Endangered bog butterfly successfully reintroduced after 100 years
The large heath butterfly returns to Heysham Moss in Lancashire after 100 years.
Four years of careful breeding work has come to fruition at Chester Zoo, after a rare species of butterfly was successfully reintroduced to one of its old habitats in a Lancashire bog after more than a century. The large heath butterfly is now endangered across northern England, where it was once a common sight, especially in the damp boglands in which it tends to make its home.
Now, however, scientists believe that they have established a stable wild colony of the fluffy brown insect at Heysham Moss – which is only the third location in the whole county where it lives.
"They've not been at Heysham for at least 100 years," Heather Prince, an invertebrate keeper at Chester Zoo told the BBC. "They've found museum specimens that date back to the 19th Century, labelled Heysham, so we know they were there historically."
The reason for the large heath butterfly's drop-off in numbers is simple; their peatland habitats were slowly but surely polluted, drained and removed. As Prince explained, measures which helped farmers and house-builders were lethal to all sorts of once-prevalent butterfly species.
"They used to be so common that one of its names was the Manchester argus. But obviously now in Manchester, you'd probably never ever see it," she said.
The plan to save the large heath butterfly started in earnest in 2004, when Lancashire Wildlife Trust started re-wetting Heysham Moss. Drainage ditches and scrub were removed, and the heath caterpillar's favourite food, hare's-tail cottongrass, was replanted.
"Back in 2012 we collected the foodplants – we gave them a year to take root and get established at the zoo," Ms Prince told BBC News. "Then in 2013 we collected the first group of females, and released them into prepared breeding enclosures."

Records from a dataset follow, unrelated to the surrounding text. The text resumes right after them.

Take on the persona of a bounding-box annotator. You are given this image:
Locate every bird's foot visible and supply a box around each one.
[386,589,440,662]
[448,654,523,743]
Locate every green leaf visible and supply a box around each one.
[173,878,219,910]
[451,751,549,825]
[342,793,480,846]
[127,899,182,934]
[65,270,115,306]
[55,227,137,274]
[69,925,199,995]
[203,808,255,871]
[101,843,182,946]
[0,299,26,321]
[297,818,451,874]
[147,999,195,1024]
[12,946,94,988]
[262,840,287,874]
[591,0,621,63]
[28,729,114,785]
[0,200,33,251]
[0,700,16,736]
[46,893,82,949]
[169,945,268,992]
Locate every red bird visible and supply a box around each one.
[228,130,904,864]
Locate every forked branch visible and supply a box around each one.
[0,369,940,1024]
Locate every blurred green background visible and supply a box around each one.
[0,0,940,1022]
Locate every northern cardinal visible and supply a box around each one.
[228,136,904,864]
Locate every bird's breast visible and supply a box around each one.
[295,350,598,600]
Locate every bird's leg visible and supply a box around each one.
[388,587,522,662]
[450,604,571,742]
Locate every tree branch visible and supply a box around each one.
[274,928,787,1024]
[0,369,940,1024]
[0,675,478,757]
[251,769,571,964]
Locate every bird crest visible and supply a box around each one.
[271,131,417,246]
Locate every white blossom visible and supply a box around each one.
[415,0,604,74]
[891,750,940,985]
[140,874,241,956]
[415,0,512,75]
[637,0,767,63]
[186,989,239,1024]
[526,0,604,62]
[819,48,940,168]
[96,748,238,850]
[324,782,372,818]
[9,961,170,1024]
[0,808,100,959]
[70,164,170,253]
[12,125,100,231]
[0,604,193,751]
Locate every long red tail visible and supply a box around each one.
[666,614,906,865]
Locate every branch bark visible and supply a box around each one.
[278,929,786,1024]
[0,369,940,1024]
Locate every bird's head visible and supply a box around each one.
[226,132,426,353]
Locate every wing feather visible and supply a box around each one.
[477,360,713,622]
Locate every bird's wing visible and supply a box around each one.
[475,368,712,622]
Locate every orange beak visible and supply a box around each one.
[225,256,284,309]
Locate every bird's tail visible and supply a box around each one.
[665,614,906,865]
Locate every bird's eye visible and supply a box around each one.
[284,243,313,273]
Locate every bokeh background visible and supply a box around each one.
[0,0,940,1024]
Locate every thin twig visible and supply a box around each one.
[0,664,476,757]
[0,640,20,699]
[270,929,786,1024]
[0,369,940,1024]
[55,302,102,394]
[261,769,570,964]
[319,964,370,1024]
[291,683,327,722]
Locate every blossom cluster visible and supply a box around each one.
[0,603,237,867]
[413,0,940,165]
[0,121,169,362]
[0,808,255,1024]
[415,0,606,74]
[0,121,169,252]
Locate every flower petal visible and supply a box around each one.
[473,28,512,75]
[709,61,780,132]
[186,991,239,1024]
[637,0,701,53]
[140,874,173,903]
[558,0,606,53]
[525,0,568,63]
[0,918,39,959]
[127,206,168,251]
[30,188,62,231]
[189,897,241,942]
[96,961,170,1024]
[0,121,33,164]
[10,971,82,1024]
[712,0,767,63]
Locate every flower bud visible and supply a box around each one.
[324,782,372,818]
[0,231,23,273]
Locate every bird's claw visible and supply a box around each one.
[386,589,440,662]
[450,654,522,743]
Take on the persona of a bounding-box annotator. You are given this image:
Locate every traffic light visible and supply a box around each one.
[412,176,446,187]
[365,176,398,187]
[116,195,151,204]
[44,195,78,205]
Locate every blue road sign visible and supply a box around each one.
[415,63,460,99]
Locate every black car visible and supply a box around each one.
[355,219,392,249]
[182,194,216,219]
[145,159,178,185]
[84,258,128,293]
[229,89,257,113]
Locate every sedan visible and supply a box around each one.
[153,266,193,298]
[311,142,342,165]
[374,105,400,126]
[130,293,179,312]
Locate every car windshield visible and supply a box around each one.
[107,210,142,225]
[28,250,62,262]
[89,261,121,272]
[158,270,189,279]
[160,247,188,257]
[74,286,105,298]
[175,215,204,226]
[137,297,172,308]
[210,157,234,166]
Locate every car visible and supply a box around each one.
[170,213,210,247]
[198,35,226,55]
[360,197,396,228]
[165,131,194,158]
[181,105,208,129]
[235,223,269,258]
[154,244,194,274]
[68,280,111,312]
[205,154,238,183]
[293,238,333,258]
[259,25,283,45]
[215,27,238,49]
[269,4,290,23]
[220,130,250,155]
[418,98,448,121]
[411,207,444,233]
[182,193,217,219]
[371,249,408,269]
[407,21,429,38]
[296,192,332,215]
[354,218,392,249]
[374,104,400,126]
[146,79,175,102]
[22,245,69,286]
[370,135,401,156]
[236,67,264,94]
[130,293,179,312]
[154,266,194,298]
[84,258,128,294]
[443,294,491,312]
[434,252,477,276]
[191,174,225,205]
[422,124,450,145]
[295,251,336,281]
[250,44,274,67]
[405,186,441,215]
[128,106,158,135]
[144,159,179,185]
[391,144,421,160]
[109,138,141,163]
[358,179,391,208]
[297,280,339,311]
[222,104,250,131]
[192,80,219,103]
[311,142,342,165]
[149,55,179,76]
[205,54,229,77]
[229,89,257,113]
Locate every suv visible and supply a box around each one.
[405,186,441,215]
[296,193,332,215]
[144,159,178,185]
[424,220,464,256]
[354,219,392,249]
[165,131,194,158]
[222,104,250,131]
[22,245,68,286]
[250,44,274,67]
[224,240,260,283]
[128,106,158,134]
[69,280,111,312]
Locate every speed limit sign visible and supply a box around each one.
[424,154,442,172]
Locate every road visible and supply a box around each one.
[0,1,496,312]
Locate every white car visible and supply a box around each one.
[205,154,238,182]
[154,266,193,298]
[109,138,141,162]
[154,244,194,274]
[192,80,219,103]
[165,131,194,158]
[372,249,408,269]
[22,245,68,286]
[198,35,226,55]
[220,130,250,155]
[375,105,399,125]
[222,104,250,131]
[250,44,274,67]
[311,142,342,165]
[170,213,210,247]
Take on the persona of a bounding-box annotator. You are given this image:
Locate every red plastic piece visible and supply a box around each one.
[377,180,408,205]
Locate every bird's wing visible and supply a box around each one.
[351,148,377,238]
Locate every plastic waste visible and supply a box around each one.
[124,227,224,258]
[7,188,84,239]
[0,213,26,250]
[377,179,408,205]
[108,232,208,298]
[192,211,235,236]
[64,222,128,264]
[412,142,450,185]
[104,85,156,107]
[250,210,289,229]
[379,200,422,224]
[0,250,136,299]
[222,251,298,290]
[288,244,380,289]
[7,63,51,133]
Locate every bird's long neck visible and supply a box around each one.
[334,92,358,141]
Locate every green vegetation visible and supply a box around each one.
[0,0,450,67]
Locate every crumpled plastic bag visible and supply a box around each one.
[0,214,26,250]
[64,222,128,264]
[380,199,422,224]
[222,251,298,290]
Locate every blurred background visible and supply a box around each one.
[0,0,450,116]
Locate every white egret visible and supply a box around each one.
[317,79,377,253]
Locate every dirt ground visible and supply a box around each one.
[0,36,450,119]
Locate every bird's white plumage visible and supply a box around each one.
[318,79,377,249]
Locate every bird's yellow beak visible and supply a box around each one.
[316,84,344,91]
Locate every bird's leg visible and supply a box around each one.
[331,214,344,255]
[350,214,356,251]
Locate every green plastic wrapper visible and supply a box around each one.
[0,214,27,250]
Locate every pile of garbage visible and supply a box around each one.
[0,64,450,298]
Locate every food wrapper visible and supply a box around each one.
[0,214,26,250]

From there, caterpillars were reintroduced into a netted enclosure each year, under careful daily monitoring from guides, who then let adult butterflies free one by one. Nearly 400 adults have now been released over three summers, and a full life-cycle, including mating, has been observed. The population will be supported until 2020, with the zoo maintaining its cottongrass enclosures for the sake of emergency – but the forecasts are excellent.